CBS execs spent a bulk of the annual upfronts press breakfast on Wednesday morning defending their decision to renew “Bull” for a fourth season despite reports that the network paid actress Eliza Dushku $9.5 million to settle her claim that she was sexually harassed by its star Michael Weatherly. (And just last week Steven Spielberg’s production company said it was cutting ties with the series.)
“Michael made a mistake in his comment. He owned that mistake, he was apologetic at the time [of the incident] and he was remorseful... and he apologized again when it came out,” CBS Entertainment head Kelly Kahl said. “We looked at this work in totality for the last 14 years. There had never been a complaint before about [his behavior] and there hasn’t been one since. He’s a dad, a father—he’s upset by this and he wants to do better.”
A final bow for ‘Big Bang’
The most emotional part of CBS’s presentation was the tribute to “The Big Bang Theory,” which will air its last episode this week. Kaley Cuoco, who plays Penny in the series, broke down on stage. “Young Sheldon” will replace the comedy in the Thursday 8 p.m. time slot. Here is a complete look at the fall schedule, plus trailers for some of CBS’s new shows.
Not so funny
TBS—the so-called “very funny” network—is getting serious. The WarnerMedia cable channel will add dramas to its lineup starting next year, Kevin Reilly, president of TBS and TNT and chief creative officer at WarnerMedia’s direct-to-consumer unit, announced during the company’s upfront pitch to advertisers on Wednesday morning.
It’s the first dog-and-pony show for WarnerMedia since being acquired by AT&T in June.
The decision to broaden out TBS’s programming is part of WarnerMedia’s more flexible programming strategy as it gears up for the launch of its direct-to-consumer platform in beta later this year, Reilly said.
While few details about the service were revealed, it will debut ad-free and then begin incorporating ads in its second phase.
Here is a complete look at WarnerMedia’s presentation, which featured stand-up from Conan O’Brien, Tracy Morgan talking about how he got hit by a Walmart truck and a very awkward exchange between Shaquille O’Neil and Niecy Nash.
Best of Conan O’Brien
“Wow, this again,” Conan O’Brien said upon taking the stage at the Theater at Madison Square Garden for WarnerMedia’s upfront presentation.
“It’s the Oscars for people who love PowerPoints,” O’Brien said about the upfronts. “Why does anyone come to this?

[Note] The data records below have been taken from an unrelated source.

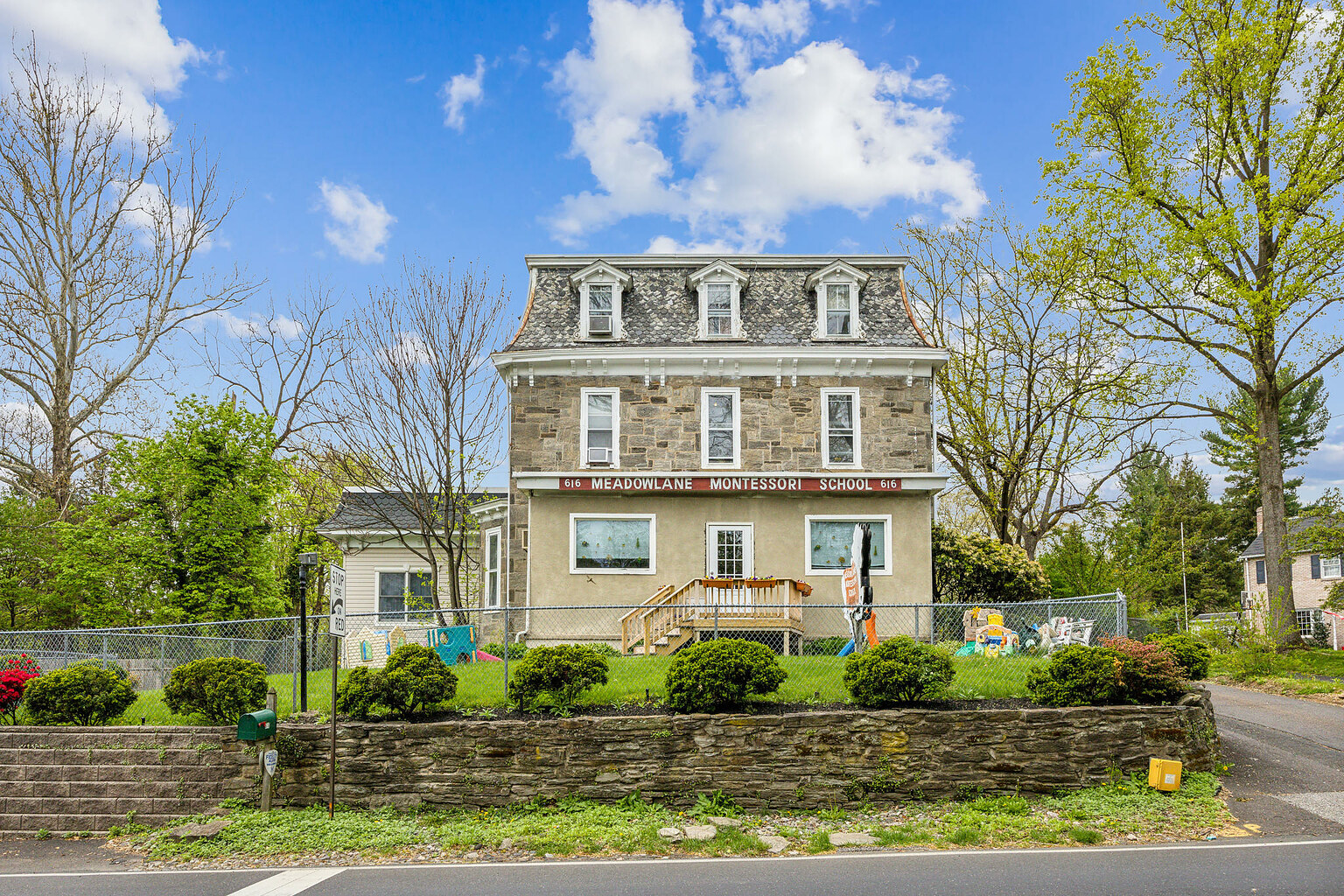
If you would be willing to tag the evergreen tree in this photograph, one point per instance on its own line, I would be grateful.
(1303, 418)
(1146, 535)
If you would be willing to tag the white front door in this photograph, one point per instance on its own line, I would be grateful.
(729, 555)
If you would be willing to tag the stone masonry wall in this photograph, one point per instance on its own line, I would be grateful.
(89, 778)
(781, 424)
(66, 780)
(797, 760)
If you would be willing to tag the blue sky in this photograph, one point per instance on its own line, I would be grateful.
(360, 132)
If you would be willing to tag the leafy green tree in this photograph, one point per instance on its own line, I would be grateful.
(187, 524)
(1146, 536)
(975, 569)
(1208, 191)
(1303, 418)
(1078, 564)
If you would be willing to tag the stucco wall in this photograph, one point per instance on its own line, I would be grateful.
(781, 424)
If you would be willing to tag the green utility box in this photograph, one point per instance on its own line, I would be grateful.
(257, 725)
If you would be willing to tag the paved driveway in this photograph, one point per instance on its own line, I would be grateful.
(1288, 762)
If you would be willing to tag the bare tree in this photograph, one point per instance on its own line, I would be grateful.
(285, 363)
(423, 410)
(1042, 403)
(101, 220)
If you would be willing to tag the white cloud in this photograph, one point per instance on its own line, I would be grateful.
(461, 92)
(747, 32)
(359, 228)
(122, 40)
(757, 144)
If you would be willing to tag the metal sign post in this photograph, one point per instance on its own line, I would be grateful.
(336, 629)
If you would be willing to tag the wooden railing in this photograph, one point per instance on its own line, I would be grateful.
(668, 618)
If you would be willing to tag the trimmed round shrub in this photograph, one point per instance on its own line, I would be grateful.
(84, 693)
(217, 688)
(719, 675)
(1148, 672)
(897, 672)
(562, 672)
(1191, 655)
(359, 692)
(416, 682)
(1077, 676)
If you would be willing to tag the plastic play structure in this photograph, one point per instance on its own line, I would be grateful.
(985, 633)
(454, 644)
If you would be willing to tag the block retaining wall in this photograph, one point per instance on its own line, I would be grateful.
(87, 780)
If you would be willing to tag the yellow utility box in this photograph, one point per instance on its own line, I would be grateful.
(1164, 774)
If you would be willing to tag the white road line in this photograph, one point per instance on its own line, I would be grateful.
(288, 883)
(877, 853)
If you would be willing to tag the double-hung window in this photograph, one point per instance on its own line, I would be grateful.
(399, 592)
(840, 427)
(599, 311)
(839, 311)
(491, 567)
(613, 543)
(718, 309)
(721, 427)
(601, 426)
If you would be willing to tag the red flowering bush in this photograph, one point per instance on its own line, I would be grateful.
(1148, 672)
(15, 673)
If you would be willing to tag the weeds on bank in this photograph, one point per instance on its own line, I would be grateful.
(581, 828)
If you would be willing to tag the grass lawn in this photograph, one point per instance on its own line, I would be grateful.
(631, 679)
(1115, 813)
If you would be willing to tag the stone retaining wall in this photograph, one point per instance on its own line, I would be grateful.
(88, 780)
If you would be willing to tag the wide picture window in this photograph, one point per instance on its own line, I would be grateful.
(830, 544)
(613, 544)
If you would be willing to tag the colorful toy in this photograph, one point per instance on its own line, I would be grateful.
(453, 644)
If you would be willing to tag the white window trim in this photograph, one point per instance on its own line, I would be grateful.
(704, 427)
(654, 543)
(735, 304)
(1339, 569)
(848, 517)
(749, 547)
(825, 430)
(498, 532)
(616, 426)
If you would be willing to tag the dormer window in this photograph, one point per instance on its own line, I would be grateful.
(837, 288)
(718, 289)
(599, 288)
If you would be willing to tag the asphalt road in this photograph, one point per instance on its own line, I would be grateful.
(1288, 762)
(1261, 866)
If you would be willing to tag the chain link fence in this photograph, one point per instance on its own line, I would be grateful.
(639, 641)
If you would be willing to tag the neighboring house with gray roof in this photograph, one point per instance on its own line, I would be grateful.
(376, 534)
(682, 421)
(1313, 574)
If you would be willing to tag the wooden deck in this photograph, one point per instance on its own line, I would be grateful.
(674, 615)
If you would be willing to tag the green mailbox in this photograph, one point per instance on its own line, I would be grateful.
(257, 725)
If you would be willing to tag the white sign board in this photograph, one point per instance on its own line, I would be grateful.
(336, 592)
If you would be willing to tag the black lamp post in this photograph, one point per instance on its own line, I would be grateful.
(305, 562)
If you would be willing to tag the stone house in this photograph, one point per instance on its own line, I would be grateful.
(1313, 577)
(694, 431)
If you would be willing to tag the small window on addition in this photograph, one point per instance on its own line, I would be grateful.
(839, 312)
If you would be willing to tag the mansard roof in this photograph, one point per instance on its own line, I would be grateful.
(659, 308)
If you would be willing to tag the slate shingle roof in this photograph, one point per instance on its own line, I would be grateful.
(1294, 527)
(659, 311)
(382, 511)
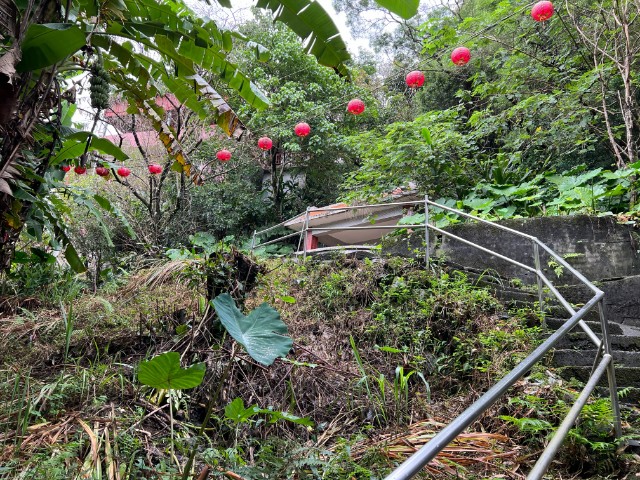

I know why I’m here, it’s contractual; I don’t know why you’re here.”
“I look forward to seeing you next year when we are called the P.F. Chang’s WarnerMedia upfront.”
Since WarnerMedia is now owned by AT&T, O’Brien added, “after the show there will be a terrible reception.... Because it’s AT&T the after-party only has two bars.”
O’Brien also poked fun at WarnerMedia’s OTT ambitions: “I like their slogan, ‘Make WarnerMedia your seventh streaming service.’” He went on to suggest names for the platform including, “HBO Plus,” “WarnerMedia Now” and “StankeyVision,” referring to John Stankey, CEO of WarnerMedia.
Condé Nast invades upfronts
The publishing giant set up “living rooms” outside of some of the biggest network upfronts this week as it looks to position itself as a replacement for primetime TV. Condé also took over billboards across New York City, including in Times Square, with the message “Condé Nast: the new primetime” and set up shop in front of Disney’s event at Lincoln Center on Tuesday and CBS’s hoopla at Carnegie Hall on Wednesday.